Pearson Building Stronger Learners And Livelihoods
We could lift 170 million people out of poverty if we provided students in low-income countries with the most basic of reading skills. That startling statistic was delivered by Pearson CEO John Fallon (pictured) at last month’s Shared Value Leadership Summit. Pearson, one of the world’s largest education companies, is on a path to enterprise-wide shared value to help the livelihoods of those students while making a profit. The way the company creates impact is through efficacy; which Fallon defined as “quite simply that every product we sell should be measured and judged by the learning outcomes it helps to achieve.”
For a great example of an organization in the trenches of executing shared value, watch Fallon’s speech and read through the highlights below. For more real-world updates and case studies of shared value in action, join the community at sharedvalue.org/community.

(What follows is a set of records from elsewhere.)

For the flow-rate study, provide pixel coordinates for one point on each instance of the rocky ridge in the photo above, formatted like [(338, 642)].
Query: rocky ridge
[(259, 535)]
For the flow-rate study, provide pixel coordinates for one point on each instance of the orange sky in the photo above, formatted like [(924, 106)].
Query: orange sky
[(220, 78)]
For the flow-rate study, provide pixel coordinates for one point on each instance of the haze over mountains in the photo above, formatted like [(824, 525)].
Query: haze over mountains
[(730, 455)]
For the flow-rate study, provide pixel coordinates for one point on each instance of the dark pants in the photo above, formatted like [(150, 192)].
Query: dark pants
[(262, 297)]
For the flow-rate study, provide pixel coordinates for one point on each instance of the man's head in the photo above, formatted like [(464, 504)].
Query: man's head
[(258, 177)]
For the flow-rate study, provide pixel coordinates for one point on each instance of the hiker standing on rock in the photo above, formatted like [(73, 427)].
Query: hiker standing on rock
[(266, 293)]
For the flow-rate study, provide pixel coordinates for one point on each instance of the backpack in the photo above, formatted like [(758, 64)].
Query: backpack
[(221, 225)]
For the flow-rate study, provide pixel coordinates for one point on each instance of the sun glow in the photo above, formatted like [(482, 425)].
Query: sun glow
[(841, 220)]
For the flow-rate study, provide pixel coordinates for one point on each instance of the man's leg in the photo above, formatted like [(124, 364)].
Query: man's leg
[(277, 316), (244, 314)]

“In the 20th century, we expected school systems to sort people. They sorted people into those who would go to university and those wouldn’t; those who would do the professional jobs and those who would fill the semi-skilled and the unskilled jobs for which minimal learning or more foundational skills are required. I think everyone in this room would argue and agree that in the 21st century, that isn’t good enough. It is not good enough morally. It is not good enough socially and it’s not good enough economically. All young people need to be able to learn, to create, to know important things, and to be able to apply what they know in ways that are engaging and solve real-life problems. And we know that the economic and social stakes of meeting that challenge are very high indeed.”
“This focus on efficacy now drives every decision, every process, every investment that we make as a company and we build it around an efficacy framework in which for every single thing we do, we ask ourselves four key questions: What learning outcome will you actually achieve? What evidence and what data will you actually use to measure the progress? Do you have a clear plan across the whole of the company that gives us confidence you can implement, not goal effectively and as we’ll always be working in partnership with other stakeholders, do we collectively have the capacity to deliver the outcome?”
“We have set a public commitment, which I made in this year’s annual report, that from 2018 we will report the audited learning outcome of all our products and services, every single thing we do as a company alongside our financial results. That is a big, bold commitment. We have a huge amount to do over the next four years to get close to achieving it.”
“We are mainstreaming this approach into the whole of the company, changing how we recruit, how we train, how we reward every employee in the company, the products and services we invest in, and as importantly, the products and services that we don’t develop or stop selling, marketing, and investing in. It brings with it, as you can imagine some very, very big and challenging cultural and commercial issues. And it requires us to take what is an incredibly daunting task with all-due humility but without a single ounce of timidity.”